Few things more pathetic than seeing volunteer emergency crews clustered around a shattered ambulance, trying to extract living folks from the wreckage. At least most of them around here a diesel-powered, so they don’t explode into a ball of fire on impact.
I’m old enough to remember when all the ambulances were hearses with different paint jobs, and operated by the local funeral homes, all but the couple the fire department used in town. Nothing much in the way of medical supplies or training, an oxygen bottle and some bandages, driven and manned by funeral home guys, who weren’t afraid of blood or dead people.

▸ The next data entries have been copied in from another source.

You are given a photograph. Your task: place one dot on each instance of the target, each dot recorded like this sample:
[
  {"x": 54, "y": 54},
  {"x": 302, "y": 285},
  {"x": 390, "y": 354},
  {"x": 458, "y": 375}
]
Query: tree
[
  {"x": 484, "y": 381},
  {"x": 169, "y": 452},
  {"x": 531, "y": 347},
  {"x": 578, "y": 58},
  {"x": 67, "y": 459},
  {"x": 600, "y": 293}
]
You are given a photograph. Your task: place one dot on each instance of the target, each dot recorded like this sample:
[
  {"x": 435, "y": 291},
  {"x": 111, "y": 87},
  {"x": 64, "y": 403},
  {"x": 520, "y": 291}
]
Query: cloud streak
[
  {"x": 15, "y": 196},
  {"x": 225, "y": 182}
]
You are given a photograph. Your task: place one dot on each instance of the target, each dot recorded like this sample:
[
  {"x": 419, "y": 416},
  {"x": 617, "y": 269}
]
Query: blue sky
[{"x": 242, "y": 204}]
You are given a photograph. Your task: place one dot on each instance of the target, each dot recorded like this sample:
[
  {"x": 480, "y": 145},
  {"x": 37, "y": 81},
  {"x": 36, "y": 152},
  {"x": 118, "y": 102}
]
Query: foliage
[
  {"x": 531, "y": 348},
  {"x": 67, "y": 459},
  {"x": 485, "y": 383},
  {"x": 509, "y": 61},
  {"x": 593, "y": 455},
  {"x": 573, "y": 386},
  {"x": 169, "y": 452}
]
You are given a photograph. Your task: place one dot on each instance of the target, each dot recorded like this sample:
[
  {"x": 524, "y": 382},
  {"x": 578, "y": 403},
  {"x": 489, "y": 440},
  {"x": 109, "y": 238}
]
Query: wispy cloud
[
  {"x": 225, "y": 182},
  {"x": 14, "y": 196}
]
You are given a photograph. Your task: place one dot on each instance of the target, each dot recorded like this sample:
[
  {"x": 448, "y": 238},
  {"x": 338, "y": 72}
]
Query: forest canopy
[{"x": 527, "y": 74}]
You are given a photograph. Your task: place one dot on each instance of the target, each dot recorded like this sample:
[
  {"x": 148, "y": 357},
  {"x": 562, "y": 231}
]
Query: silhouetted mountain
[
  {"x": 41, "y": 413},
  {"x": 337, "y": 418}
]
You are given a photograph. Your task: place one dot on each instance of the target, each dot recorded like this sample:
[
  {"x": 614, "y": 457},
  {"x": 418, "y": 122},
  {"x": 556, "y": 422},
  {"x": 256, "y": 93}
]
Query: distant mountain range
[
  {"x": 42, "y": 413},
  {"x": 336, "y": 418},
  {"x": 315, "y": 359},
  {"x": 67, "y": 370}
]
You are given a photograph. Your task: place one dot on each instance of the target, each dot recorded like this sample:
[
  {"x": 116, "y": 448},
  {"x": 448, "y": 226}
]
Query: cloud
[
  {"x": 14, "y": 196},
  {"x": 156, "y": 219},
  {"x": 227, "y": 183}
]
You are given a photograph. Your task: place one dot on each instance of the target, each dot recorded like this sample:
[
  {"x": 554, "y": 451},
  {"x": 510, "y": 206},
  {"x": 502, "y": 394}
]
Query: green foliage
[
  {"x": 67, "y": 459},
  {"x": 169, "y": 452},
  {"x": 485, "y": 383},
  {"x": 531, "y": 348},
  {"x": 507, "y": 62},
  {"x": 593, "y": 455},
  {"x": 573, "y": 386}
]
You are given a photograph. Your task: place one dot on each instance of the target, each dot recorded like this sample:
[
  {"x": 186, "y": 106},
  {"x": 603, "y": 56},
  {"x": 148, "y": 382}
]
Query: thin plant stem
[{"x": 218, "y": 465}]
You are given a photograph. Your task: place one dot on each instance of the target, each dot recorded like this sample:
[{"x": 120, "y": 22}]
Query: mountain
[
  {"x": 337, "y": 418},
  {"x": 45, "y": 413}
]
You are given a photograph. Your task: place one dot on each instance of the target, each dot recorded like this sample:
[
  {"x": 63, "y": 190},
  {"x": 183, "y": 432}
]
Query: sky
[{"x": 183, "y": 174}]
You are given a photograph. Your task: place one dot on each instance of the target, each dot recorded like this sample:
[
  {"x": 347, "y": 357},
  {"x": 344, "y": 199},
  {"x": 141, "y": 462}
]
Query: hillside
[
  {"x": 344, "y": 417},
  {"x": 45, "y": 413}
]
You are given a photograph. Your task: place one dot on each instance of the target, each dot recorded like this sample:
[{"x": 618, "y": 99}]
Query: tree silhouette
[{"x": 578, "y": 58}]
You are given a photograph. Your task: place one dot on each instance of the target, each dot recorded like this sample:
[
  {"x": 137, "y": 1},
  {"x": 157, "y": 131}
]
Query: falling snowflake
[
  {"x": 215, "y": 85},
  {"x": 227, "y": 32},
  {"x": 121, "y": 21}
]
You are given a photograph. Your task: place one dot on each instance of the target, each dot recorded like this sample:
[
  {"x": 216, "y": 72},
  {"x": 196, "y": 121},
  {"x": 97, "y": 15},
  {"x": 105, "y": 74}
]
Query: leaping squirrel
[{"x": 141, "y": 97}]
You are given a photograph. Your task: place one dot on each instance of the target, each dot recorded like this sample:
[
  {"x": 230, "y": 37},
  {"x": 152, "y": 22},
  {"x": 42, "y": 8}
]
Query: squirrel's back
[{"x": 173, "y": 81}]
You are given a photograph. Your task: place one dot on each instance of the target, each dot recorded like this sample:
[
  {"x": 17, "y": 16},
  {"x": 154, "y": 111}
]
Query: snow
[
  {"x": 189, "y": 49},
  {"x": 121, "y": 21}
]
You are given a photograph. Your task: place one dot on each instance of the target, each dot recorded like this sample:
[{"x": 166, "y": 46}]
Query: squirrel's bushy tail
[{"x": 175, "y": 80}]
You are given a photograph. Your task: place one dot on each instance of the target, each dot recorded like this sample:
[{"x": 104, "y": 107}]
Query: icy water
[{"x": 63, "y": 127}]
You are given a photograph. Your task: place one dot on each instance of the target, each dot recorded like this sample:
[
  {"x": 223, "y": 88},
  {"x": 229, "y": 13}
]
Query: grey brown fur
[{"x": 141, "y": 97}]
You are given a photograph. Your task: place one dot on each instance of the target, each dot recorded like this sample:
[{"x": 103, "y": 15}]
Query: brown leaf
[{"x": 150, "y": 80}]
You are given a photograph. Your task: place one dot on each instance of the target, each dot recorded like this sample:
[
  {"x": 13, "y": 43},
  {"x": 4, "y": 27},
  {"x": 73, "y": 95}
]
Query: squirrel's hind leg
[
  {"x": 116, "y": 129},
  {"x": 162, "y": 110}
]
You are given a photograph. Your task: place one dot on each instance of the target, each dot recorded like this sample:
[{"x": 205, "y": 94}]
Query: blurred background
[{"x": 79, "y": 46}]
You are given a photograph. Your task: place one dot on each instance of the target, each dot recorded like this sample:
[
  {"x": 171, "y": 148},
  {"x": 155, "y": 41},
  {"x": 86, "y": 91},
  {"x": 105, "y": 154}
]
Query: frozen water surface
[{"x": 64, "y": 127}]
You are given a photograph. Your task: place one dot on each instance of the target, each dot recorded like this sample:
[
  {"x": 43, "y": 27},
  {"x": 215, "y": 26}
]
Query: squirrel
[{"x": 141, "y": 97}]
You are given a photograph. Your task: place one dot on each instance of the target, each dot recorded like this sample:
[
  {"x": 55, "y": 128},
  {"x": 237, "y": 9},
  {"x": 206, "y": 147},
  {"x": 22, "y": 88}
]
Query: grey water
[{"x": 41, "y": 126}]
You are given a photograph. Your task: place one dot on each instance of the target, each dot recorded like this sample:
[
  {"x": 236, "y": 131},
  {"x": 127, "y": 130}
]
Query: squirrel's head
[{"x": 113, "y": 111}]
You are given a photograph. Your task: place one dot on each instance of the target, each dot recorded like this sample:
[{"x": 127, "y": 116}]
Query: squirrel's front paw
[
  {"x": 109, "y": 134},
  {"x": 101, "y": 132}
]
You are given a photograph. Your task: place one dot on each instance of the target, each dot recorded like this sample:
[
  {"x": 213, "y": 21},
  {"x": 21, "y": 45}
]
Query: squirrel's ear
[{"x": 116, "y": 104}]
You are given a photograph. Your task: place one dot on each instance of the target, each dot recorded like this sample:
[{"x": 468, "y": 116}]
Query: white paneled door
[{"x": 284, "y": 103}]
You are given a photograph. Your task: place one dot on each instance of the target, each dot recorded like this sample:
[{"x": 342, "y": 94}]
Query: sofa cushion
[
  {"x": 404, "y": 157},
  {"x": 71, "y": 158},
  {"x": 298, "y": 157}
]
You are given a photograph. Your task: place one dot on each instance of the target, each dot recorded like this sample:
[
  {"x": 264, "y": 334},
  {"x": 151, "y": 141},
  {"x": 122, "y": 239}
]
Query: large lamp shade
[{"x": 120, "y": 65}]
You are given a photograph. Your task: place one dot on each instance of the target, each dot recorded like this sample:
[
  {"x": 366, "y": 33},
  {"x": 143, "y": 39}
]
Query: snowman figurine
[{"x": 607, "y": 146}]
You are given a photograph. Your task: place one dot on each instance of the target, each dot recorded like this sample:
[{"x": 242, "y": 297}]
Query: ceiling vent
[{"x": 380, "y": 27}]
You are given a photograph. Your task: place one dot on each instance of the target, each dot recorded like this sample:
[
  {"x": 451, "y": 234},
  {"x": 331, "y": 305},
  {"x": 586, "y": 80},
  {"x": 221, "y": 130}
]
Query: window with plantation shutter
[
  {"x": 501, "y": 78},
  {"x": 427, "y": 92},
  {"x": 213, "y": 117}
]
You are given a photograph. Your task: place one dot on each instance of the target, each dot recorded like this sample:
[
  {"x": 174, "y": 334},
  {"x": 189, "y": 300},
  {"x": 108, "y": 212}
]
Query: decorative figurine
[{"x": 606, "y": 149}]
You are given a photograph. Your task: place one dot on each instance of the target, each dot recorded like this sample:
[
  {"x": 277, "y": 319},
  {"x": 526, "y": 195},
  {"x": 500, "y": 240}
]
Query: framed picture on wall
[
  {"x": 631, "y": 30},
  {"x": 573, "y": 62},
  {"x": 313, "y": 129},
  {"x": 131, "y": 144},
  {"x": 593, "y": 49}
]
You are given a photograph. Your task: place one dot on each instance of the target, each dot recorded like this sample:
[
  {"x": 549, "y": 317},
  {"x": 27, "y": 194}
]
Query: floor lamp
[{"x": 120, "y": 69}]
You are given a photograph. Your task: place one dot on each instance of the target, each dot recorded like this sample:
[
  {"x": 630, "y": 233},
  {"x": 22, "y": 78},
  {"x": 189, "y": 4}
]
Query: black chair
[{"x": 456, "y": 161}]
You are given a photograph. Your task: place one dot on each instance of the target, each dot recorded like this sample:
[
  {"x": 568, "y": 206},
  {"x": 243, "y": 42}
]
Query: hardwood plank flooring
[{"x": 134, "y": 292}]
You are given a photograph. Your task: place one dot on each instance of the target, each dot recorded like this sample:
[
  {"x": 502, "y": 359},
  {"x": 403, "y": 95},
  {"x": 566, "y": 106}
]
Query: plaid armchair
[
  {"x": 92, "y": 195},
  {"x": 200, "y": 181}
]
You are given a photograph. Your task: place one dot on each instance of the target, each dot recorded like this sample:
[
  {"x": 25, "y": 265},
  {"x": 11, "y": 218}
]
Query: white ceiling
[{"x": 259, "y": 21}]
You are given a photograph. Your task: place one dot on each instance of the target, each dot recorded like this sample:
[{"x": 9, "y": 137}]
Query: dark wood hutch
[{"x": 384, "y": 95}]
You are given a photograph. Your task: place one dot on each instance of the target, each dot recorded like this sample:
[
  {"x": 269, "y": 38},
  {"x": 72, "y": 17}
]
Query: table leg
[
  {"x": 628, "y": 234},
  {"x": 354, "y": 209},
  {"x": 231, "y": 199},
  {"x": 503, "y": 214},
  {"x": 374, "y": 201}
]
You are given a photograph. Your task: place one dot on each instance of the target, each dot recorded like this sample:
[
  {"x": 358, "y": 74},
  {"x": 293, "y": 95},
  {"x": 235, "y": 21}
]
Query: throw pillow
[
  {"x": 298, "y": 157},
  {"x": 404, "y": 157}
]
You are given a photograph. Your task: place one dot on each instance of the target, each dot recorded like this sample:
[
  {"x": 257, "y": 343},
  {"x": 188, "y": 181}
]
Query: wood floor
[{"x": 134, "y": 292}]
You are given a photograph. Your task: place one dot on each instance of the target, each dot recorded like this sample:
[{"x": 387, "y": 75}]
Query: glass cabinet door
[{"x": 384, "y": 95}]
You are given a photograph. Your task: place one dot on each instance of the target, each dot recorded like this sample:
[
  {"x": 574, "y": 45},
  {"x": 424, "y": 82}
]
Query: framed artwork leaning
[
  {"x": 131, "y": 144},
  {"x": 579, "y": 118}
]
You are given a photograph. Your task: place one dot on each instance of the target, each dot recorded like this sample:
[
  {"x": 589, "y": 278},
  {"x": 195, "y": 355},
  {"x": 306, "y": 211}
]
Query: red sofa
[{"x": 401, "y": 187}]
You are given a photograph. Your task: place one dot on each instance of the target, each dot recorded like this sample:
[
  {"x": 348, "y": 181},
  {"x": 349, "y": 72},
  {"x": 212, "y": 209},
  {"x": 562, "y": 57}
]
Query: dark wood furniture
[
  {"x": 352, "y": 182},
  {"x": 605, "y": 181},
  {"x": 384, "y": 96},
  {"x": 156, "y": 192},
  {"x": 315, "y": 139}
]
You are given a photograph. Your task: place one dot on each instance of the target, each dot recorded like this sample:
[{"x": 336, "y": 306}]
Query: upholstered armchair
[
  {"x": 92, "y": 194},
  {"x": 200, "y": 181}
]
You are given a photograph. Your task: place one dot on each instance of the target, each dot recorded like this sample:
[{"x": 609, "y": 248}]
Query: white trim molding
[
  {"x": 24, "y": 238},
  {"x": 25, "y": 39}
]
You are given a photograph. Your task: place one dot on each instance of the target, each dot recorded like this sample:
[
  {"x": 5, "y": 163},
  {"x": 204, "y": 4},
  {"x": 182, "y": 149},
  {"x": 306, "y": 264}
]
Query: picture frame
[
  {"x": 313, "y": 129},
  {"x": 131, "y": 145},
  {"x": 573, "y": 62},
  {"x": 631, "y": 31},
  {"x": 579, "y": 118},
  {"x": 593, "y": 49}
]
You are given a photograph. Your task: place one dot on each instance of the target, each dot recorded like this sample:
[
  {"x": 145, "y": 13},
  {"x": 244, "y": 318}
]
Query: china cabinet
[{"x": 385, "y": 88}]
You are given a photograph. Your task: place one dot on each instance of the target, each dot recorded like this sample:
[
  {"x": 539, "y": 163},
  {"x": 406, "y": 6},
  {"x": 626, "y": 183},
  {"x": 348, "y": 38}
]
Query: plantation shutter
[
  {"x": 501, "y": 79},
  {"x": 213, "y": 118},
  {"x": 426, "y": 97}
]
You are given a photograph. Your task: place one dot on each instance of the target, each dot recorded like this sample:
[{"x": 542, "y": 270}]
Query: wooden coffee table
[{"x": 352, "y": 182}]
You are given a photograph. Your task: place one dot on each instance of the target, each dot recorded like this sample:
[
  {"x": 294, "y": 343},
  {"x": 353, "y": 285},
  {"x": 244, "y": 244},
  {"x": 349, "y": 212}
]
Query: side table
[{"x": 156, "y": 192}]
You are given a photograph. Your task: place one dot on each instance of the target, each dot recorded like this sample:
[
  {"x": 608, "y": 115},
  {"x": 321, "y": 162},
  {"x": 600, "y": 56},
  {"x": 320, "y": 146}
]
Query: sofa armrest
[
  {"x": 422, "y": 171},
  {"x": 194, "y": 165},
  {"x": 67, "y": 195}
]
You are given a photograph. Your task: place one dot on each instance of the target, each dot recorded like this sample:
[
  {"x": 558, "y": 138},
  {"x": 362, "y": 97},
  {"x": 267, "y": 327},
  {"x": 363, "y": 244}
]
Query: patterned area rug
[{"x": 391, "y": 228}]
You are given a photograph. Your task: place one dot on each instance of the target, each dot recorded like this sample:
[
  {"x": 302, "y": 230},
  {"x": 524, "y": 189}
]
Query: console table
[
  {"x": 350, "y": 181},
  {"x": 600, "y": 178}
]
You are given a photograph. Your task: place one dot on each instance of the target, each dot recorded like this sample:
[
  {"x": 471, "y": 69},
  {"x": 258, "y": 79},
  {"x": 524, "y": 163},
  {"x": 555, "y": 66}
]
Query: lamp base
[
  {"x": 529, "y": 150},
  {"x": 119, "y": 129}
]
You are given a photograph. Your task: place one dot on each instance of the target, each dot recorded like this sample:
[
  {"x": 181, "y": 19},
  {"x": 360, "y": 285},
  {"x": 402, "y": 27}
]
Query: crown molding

Hoping we don’t go back there!!
Lynn Dee
Marble countertop? The vanity in the bathroom looks like it’s from Lowe’s or Home Depot.
Jim, Foolish Literalist
@Lynn Dee: years ago, a family stepped up to offer their personal experiences with a child suffering from a chronic condition, and the cost and difficulties of getting him insured. Michelle Malkin (IIRC) went to their house and looked through the windows, and gleefully reported to the internet that they were frauds and hypocrites because they weren’t living in squalor, they even had fancy countertops!
Lynn Dee
@Jim, Foolish Literalist: Ha. I missed that. Sounds like her. But I see now where the remark came from. Thanks.
J R in WV
@Lynn Dee:
Our Home Depot has a big display of the various granites available from them, for bath or kitchen installation.
Really !!
ETA: Maybe Lowes, but their accessability from the highway is terrible, so I mostly stop at Home Depot, which is way more convenient from my directions. So probably I saw it at H Dpot
Lynn Dee
@J R in WV: I didn’t mean to suggest Home Depot and Lowe’s only sell that particular vanity. Just that they do sell it.
mvr
@Lynn Dee: Yes, molded plastic, not marble.
Ohio Mom
@Jim, Foolish Literalist: and IIRC, the reason that family had such a nice kitchen was that the dad was a carpenter and had done it all himself.
On another note, anyone familiar with asthma is going to find that ad unrealistic. Inhalers do not work that fast!
What Have the Romans Ever Done for Us?
Marble? I thought the countertop du jour was quartz.